Uploading Data using Globus (Duke Only)

  1. Follow the instructions above to set up your account and configure your endpoint via Globus Connect Personal. For Duke users, Research Computing also has a page on different ways that Globus can be used to move files between different Duke storage platforms.
  2. You will receive an email from Globus that contains a URL to access your share where you will transfer your files. The endpoint collection name will have your NetID and a date stamp. Please note this is not an automated process and will take place during typical business hours (9am - 5pm).
  3. If you are not already logged in, you will be taken to the Globus login page when you click on this link. Click the blue "Continue" button to go to a Shibboleth login page and enter your Duke NetID and password. Please note that if you were recently logged in it may sometimes appear that you are already logged in, but you will be prompted to log in again.
  4. You will want to make sure your File Manager screen has the dual panel view for ease of transfer. If you are only seeing one panel, on the top right of your File Manager, you will see a "Panels" menu. In order to see both the source and transfer panels, select the middle option (looks like an open book).
  5. In the left-hand panel, you'll see the collection that you will be transferring your files to. In the right-hand panel, you will navigate to the endpoint you want to transfer from. It will be labeled with your NetID and date stamp and will be empty. To do this, click on the “Search” bar to navigate to the files on the endpoint you defined when you installed Globus Connect Personal. You may need to use the “up one folder” arrow depending on how you have mapped your endpoint. To begin the upload, make sure the right side of your window, your collection, is active and that the files you want to transfer are selected.
  6. Click on the Start button at the top of your file manager window to begin the transfer process (arrow points to the left). Your files will then begin to transfer. You can view processing messages in the Activity section of Globus. To view your transferred files click on “refresh list” and they should display. You will receive an email at start and conclusion of transfer as well as if any errors are encountered. If you receive any error messages and cannot move forward with your upload please contact datamanagement@duke.edu.

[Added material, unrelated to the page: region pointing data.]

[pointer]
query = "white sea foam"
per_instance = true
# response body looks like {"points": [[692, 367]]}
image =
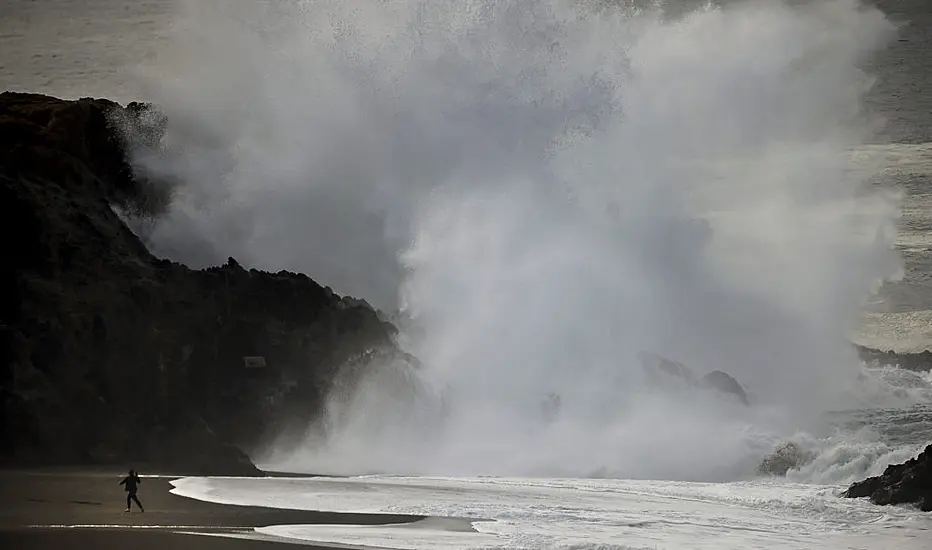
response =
{"points": [[573, 513]]}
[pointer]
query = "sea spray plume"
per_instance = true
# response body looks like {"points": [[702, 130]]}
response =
{"points": [[542, 171]]}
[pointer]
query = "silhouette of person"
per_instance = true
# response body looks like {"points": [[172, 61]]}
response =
{"points": [[131, 484]]}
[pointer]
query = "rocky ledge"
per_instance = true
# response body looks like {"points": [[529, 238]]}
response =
{"points": [[907, 483], [113, 356], [921, 361]]}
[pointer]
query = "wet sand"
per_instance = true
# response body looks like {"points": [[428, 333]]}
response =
{"points": [[79, 509]]}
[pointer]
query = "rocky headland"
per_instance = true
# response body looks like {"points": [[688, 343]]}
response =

If you are in need of further assistance, extensive documentation is available through the Globus website. You may also contact us at datamanagement@duke.edu to begin a troubleshooting session with Research Computing if necessary.

A note about Troubleshooting Globus

By default, Globus Personal Connect will automatically turn on in the background when you start your computer. When you are not using Globus, to avoid receiving error messages and other notifications, simply find the Globus icon in the bottom right-hand corner of your screen (or in the menu/status bar at the top for Mac), right-click (or ctrl-click for Mac), and click "Quit Globus Personal Connect."